As an Englishman I welcome my American cousins, once the Sons of Mother England into the Anglosphere, but I am sad for many of them. Thankfully there are many good, intelligent folk there who are similarly sad that many of their fellow countrymen let the side down.
There is Hope.
It has a ring to it.
But sadness and disappointment let us put aside, and raise your tankards, glasses, pots and even a long and tricky one to drink to the health and sound future of .....
The United States of America.
|A Taverner Salutes|
Robert Royal dropped by to salute from the Slovak Republic that it’s right to feel gratitude for America, as towards family and friends, imperfect all, who yet have been our benefactors.

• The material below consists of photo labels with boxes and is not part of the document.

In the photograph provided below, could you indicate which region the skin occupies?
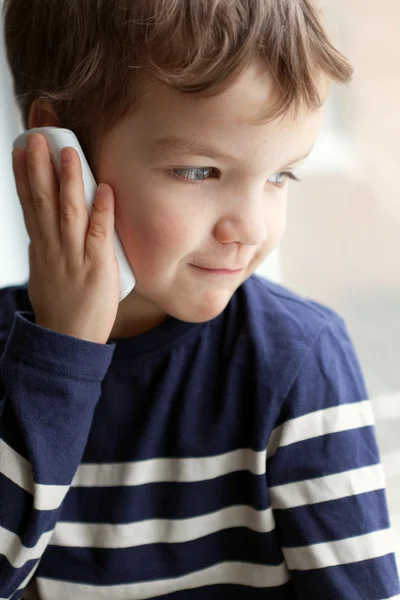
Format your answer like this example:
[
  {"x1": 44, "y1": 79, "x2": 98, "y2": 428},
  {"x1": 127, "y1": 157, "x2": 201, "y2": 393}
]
[{"x1": 30, "y1": 61, "x2": 327, "y2": 339}]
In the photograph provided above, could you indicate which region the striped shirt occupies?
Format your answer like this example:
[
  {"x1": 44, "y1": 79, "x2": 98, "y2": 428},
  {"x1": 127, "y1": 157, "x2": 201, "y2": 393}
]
[{"x1": 0, "y1": 275, "x2": 400, "y2": 600}]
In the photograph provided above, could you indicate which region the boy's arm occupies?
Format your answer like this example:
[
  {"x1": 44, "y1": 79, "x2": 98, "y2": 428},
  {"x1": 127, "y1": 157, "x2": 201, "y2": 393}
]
[
  {"x1": 267, "y1": 318, "x2": 400, "y2": 600},
  {"x1": 0, "y1": 312, "x2": 115, "y2": 600}
]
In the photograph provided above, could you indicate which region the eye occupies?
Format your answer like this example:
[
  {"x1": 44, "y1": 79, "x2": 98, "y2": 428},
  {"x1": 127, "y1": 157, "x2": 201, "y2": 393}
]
[
  {"x1": 268, "y1": 171, "x2": 300, "y2": 187},
  {"x1": 172, "y1": 167, "x2": 215, "y2": 183}
]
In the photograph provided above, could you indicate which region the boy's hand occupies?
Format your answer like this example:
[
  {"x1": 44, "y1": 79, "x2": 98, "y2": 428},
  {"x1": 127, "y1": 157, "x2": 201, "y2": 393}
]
[{"x1": 13, "y1": 134, "x2": 119, "y2": 344}]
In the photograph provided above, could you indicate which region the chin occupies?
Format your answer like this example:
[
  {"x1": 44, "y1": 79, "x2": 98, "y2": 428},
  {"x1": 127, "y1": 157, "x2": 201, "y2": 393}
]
[{"x1": 168, "y1": 293, "x2": 233, "y2": 323}]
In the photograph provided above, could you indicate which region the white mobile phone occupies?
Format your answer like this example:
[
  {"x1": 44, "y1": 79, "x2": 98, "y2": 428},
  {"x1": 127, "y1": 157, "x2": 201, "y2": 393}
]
[{"x1": 13, "y1": 127, "x2": 136, "y2": 302}]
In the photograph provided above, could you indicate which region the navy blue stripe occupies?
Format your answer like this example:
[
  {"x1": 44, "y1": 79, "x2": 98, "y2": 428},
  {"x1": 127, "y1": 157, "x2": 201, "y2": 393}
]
[
  {"x1": 274, "y1": 490, "x2": 390, "y2": 546},
  {"x1": 0, "y1": 397, "x2": 28, "y2": 460},
  {"x1": 267, "y1": 427, "x2": 379, "y2": 487},
  {"x1": 37, "y1": 527, "x2": 283, "y2": 585},
  {"x1": 291, "y1": 554, "x2": 400, "y2": 600},
  {"x1": 60, "y1": 471, "x2": 270, "y2": 523},
  {"x1": 0, "y1": 473, "x2": 59, "y2": 550},
  {"x1": 0, "y1": 556, "x2": 37, "y2": 599}
]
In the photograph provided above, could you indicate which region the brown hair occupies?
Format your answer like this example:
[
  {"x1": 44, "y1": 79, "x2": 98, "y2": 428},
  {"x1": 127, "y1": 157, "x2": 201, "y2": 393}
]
[{"x1": 3, "y1": 0, "x2": 353, "y2": 162}]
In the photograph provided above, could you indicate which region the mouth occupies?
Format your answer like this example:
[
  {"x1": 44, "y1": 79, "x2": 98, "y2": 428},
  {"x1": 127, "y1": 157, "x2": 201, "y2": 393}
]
[{"x1": 190, "y1": 265, "x2": 244, "y2": 275}]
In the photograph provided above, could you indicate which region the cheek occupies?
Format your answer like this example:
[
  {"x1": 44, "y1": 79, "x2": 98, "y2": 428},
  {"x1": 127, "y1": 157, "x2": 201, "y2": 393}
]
[{"x1": 115, "y1": 190, "x2": 197, "y2": 277}]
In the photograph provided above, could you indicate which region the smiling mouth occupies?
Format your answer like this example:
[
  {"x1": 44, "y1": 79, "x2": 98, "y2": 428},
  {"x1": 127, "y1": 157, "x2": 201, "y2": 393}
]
[{"x1": 191, "y1": 265, "x2": 244, "y2": 275}]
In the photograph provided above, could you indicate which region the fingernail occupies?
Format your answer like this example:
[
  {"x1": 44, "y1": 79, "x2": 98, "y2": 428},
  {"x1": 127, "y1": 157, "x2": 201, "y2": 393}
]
[
  {"x1": 26, "y1": 133, "x2": 40, "y2": 150},
  {"x1": 97, "y1": 183, "x2": 108, "y2": 196},
  {"x1": 61, "y1": 148, "x2": 72, "y2": 165}
]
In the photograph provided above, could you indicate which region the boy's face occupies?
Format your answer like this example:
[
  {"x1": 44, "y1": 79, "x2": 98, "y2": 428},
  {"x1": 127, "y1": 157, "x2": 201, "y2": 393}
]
[{"x1": 94, "y1": 63, "x2": 326, "y2": 330}]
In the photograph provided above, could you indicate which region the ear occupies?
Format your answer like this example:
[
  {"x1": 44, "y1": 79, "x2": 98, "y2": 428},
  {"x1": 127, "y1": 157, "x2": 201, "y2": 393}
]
[{"x1": 28, "y1": 98, "x2": 60, "y2": 129}]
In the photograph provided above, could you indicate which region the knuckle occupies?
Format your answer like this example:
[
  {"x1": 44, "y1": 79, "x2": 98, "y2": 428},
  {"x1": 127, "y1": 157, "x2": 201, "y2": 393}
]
[
  {"x1": 88, "y1": 221, "x2": 107, "y2": 239},
  {"x1": 32, "y1": 191, "x2": 50, "y2": 210},
  {"x1": 60, "y1": 203, "x2": 78, "y2": 222}
]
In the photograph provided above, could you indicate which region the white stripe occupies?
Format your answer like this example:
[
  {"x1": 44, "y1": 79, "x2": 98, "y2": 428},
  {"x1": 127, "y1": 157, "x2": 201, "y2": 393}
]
[
  {"x1": 51, "y1": 506, "x2": 275, "y2": 548},
  {"x1": 267, "y1": 400, "x2": 375, "y2": 458},
  {"x1": 0, "y1": 439, "x2": 69, "y2": 510},
  {"x1": 0, "y1": 526, "x2": 53, "y2": 569},
  {"x1": 269, "y1": 464, "x2": 385, "y2": 509},
  {"x1": 282, "y1": 529, "x2": 394, "y2": 571},
  {"x1": 71, "y1": 448, "x2": 266, "y2": 487},
  {"x1": 20, "y1": 562, "x2": 289, "y2": 600}
]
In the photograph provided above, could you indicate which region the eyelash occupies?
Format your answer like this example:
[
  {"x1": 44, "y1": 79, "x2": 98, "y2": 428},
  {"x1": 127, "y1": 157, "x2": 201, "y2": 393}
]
[{"x1": 170, "y1": 167, "x2": 301, "y2": 188}]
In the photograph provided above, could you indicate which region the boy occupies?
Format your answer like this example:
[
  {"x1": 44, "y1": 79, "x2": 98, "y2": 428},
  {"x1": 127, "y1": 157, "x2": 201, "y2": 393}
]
[{"x1": 0, "y1": 0, "x2": 400, "y2": 600}]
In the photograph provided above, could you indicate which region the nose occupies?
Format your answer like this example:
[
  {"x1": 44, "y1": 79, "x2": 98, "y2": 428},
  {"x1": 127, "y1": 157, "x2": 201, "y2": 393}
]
[{"x1": 214, "y1": 197, "x2": 268, "y2": 246}]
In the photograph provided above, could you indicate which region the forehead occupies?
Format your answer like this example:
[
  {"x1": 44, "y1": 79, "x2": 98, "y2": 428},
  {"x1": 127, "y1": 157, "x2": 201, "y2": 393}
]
[{"x1": 126, "y1": 63, "x2": 328, "y2": 166}]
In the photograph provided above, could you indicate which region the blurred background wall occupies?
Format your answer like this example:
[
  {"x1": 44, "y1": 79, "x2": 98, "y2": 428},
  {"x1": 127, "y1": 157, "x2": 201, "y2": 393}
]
[{"x1": 0, "y1": 0, "x2": 400, "y2": 572}]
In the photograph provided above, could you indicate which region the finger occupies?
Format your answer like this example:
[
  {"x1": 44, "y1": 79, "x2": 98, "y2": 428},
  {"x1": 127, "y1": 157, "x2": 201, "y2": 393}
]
[
  {"x1": 12, "y1": 148, "x2": 39, "y2": 240},
  {"x1": 26, "y1": 133, "x2": 61, "y2": 247},
  {"x1": 86, "y1": 183, "x2": 115, "y2": 260},
  {"x1": 60, "y1": 147, "x2": 89, "y2": 257}
]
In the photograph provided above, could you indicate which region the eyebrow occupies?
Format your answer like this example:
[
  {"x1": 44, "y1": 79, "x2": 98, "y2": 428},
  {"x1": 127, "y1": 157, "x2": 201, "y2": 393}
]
[{"x1": 153, "y1": 135, "x2": 314, "y2": 166}]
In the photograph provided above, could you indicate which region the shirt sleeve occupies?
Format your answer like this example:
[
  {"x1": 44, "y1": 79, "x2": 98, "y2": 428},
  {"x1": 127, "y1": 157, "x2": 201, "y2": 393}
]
[
  {"x1": 0, "y1": 312, "x2": 115, "y2": 600},
  {"x1": 267, "y1": 317, "x2": 400, "y2": 600}
]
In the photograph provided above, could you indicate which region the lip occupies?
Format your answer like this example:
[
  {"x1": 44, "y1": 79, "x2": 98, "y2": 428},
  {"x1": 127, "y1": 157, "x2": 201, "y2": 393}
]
[{"x1": 191, "y1": 265, "x2": 243, "y2": 275}]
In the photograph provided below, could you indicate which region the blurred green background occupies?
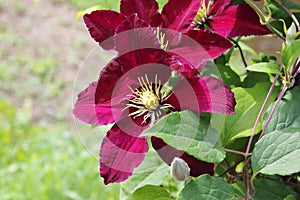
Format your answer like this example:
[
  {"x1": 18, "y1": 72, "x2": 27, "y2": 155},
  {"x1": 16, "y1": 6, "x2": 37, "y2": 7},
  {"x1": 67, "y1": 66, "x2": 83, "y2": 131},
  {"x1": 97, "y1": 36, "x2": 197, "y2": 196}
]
[{"x1": 0, "y1": 0, "x2": 119, "y2": 200}]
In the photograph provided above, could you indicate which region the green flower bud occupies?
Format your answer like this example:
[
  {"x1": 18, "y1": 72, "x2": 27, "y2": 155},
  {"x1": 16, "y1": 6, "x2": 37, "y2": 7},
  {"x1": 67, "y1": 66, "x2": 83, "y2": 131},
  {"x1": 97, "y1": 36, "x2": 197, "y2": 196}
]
[{"x1": 171, "y1": 157, "x2": 190, "y2": 181}]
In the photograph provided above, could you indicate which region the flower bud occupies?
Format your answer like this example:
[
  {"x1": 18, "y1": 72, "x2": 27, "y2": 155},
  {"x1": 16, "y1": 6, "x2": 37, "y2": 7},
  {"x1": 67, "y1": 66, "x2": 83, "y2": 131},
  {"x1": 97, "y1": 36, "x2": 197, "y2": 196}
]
[{"x1": 171, "y1": 157, "x2": 190, "y2": 181}]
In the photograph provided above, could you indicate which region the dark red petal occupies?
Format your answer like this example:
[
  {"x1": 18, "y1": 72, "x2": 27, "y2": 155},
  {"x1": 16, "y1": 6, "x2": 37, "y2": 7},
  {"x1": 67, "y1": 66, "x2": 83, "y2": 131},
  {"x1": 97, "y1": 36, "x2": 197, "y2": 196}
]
[
  {"x1": 173, "y1": 76, "x2": 236, "y2": 114},
  {"x1": 120, "y1": 0, "x2": 162, "y2": 27},
  {"x1": 100, "y1": 118, "x2": 148, "y2": 184},
  {"x1": 209, "y1": 4, "x2": 271, "y2": 37},
  {"x1": 206, "y1": 0, "x2": 230, "y2": 16},
  {"x1": 95, "y1": 49, "x2": 170, "y2": 124},
  {"x1": 170, "y1": 30, "x2": 232, "y2": 70},
  {"x1": 73, "y1": 81, "x2": 99, "y2": 125},
  {"x1": 151, "y1": 136, "x2": 214, "y2": 177},
  {"x1": 83, "y1": 10, "x2": 125, "y2": 50},
  {"x1": 162, "y1": 0, "x2": 201, "y2": 32},
  {"x1": 115, "y1": 14, "x2": 160, "y2": 54}
]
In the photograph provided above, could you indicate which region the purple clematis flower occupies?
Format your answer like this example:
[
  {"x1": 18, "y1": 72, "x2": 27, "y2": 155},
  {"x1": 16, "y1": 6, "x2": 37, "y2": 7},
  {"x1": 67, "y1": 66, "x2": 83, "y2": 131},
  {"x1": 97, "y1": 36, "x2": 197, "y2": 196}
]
[
  {"x1": 84, "y1": 8, "x2": 232, "y2": 77},
  {"x1": 191, "y1": 0, "x2": 271, "y2": 37},
  {"x1": 73, "y1": 49, "x2": 235, "y2": 184}
]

When times are unusually troubled, when both Church and State seem to generate rather than solve problems, when human things make even less sense than usual (which is never very much anyway), the first duty of a Catholic or any responsible person is not to lose his head. Or to lose heart. Because goodness still lives, always, deeper down, and needs our wiser commitment, especially at those times we may be tempted to doubt it.
Today we commemorate one of the great human things of modern times – the date 241 years ago that America formally declared independence. One of the strange marks of the current moment is that we seem to confuse patriotism, which is one of the natural human sentiments, a form of gratitude really for what we have received through our nation (what Edmund Burke called “the unbought grace of life”), with the kind of ugly nationalism that has led to world wars and much human sorrow.Loss of a proper patriotism, I believe, is part of a broader, more worrisome shift. When things are relatively normal, people’s loyalties center on family, country, church. We are not in anything like normality, in several Western countries. Instead, “race, class, and gender” have emerged among our elites throughout the West, as the most important constituents of identity and – bizarrely – things to champion.Yet for all that – and the many further troubles likely to be visited upon us quite soon – today is one to celebrate.
You don’t have to be a naive booster of America to realize what blessings, for all its imperfections, the United States has brought to its citizens, and often enough to the world.
Or to think that we need to find a way to confirm those blessings while confronting unpleasant truths about what we’ve become.
May God watch over the land and the People.